Do you need to wait in line for a computerized voting booth to come available? In New Hampshire they use optical scan voting equipment where the voter marks a paper ballot that is fed into the machine. The final step takes only a few seconds per ballot as opposed to having a voter tying up a voting machine for the entire time he makes his selections. And there is a voter-verified paper trail of the ballot.

Look around at the polling place and ask yourself if the long lines are inevitable and need to be fixed by implementing early voting, or if they are caused by inefficiencies that can be fixed by implementing more efficient procedures.

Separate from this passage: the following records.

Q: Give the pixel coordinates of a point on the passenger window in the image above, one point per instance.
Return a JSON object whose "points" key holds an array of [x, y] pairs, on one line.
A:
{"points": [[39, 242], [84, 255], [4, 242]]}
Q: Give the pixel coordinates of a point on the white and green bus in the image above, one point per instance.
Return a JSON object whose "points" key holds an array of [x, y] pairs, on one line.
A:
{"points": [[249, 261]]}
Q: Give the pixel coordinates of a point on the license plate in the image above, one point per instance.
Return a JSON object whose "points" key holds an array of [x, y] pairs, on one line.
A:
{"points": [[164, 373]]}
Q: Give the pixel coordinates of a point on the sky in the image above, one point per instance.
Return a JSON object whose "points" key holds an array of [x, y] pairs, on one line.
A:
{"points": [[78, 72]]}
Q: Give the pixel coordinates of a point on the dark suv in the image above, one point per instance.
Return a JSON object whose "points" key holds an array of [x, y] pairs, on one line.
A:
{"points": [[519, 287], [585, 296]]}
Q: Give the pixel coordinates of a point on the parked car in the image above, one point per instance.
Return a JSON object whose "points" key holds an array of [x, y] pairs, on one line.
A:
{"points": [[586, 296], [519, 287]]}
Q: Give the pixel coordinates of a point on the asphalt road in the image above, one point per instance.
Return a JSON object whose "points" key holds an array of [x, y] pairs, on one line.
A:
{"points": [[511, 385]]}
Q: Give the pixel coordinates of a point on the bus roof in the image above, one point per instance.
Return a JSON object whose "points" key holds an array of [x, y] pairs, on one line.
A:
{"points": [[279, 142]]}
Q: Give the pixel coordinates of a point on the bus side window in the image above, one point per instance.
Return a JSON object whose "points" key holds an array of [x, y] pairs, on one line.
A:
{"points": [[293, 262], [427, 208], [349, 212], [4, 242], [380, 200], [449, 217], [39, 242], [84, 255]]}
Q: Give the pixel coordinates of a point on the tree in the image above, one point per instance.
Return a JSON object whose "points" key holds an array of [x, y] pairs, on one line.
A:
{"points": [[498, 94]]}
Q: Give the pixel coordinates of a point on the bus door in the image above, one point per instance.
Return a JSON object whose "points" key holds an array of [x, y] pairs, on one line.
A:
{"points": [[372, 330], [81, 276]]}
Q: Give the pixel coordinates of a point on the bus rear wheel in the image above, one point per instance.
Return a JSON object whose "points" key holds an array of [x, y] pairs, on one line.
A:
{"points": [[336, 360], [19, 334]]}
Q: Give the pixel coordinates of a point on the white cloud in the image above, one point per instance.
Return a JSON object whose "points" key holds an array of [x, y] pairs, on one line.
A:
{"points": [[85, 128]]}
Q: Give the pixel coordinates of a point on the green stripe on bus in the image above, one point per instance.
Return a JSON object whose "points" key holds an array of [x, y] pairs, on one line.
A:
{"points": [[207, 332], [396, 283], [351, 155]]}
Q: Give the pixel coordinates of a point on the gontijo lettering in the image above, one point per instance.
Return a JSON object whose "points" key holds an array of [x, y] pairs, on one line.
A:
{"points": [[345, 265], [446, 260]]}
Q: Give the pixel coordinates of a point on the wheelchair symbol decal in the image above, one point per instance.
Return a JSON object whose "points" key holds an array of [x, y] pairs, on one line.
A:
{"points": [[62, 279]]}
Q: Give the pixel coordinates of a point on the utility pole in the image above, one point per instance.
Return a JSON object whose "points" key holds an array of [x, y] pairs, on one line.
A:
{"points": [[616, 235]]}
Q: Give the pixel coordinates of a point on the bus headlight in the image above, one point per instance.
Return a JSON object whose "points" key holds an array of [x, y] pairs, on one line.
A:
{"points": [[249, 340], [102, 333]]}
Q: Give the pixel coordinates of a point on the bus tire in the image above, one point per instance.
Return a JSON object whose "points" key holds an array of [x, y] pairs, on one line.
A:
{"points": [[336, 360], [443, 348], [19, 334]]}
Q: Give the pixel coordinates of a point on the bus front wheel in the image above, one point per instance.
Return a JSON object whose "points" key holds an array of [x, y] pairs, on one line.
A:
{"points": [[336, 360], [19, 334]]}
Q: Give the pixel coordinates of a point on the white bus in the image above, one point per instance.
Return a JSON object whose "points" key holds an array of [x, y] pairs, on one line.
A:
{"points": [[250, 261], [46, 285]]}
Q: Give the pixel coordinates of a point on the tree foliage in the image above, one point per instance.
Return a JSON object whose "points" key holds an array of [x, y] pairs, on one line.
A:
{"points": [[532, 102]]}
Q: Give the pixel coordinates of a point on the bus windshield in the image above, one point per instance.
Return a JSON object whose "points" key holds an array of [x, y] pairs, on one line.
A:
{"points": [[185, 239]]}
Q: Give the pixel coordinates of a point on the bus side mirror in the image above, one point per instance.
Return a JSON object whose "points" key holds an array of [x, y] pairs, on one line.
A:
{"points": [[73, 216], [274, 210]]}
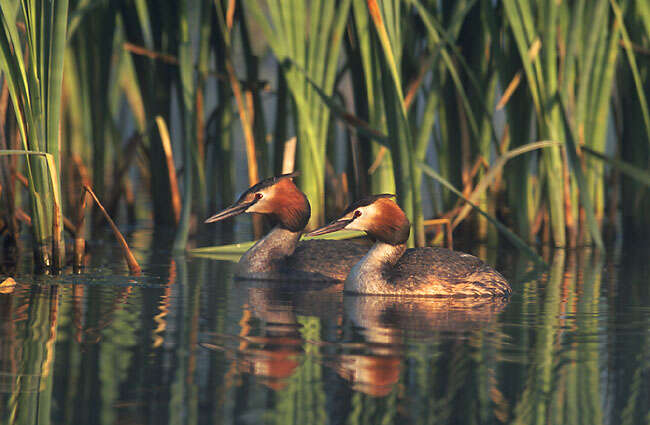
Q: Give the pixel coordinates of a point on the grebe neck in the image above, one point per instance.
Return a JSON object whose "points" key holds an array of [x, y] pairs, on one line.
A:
{"points": [[368, 275], [270, 252]]}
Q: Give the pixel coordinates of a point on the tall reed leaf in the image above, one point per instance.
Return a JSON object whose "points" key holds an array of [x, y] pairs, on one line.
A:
{"points": [[35, 88]]}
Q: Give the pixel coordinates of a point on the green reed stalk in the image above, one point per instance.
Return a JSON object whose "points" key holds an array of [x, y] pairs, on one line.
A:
{"points": [[365, 73], [306, 41], [388, 26], [194, 174], [35, 89]]}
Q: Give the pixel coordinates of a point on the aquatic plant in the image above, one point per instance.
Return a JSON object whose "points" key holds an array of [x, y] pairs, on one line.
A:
{"points": [[378, 95]]}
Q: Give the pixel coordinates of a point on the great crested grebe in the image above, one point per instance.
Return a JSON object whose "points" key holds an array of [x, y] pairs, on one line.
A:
{"points": [[279, 255], [391, 269]]}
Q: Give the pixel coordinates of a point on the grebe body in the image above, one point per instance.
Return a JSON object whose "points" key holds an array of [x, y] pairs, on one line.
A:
{"points": [[390, 269], [280, 254]]}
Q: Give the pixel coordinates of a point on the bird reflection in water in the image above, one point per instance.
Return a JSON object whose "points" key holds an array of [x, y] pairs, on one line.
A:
{"points": [[381, 327], [270, 345], [363, 339]]}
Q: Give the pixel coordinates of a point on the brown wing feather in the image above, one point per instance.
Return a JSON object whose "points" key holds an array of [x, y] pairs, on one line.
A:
{"points": [[331, 259], [440, 271]]}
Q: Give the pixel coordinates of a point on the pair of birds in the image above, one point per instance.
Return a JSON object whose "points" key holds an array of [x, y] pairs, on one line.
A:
{"points": [[388, 268]]}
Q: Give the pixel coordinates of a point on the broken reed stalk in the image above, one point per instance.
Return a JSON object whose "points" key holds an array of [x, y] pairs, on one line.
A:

Paper Ballots and Open Elections
In the October 1976 Bulletin of The John Birch Society, JBS Founder Robert Welch wrote:

But we are talking about something now which is much less melodramatic, yet may be far more fatally conclusive in the long run. That is the provable occurrences of vote frauds in some elections below the level of a Presidential contest, and their probable occurrence in many more. This is especially true of situations where voting by machine, or vote-counting by machinery, are involved. For “fixing” any one machine to produce dishonest results, with exactly the decisive difference desired, is tremendously easier and safer than “fixing” a score or a hundred human beings for the same purpose. And to doubt the willingness or the ability of the Insiders or their Communist agents to use this means of gaining any single step in the total battle is to ignore the whole past history of their cunning and their amorality. So we are hereby urging all conservative candidates for any important offices — state or federal — to give careful consideration to the problem of obtaining honest treatment in the electoral process. And we are further making a more general, but equally intense recommendation, to the American public at large, to take all necessary steps for getting rid of all voting or vote-counting machines as rapidly as they possibly can. Those apparatuses constitute a very serious and calculated danger to the future of the American Republic. Also, even if and when those machines are abolished, we ask the American public to remember, since the pro-Communist vote has become an important factor in our whole political process, that the Communists are not on record as ever having held, anywhere, a single honest election which they were in position to control.

The wisdom of Robert Welch is as applicable today as it was in 1976.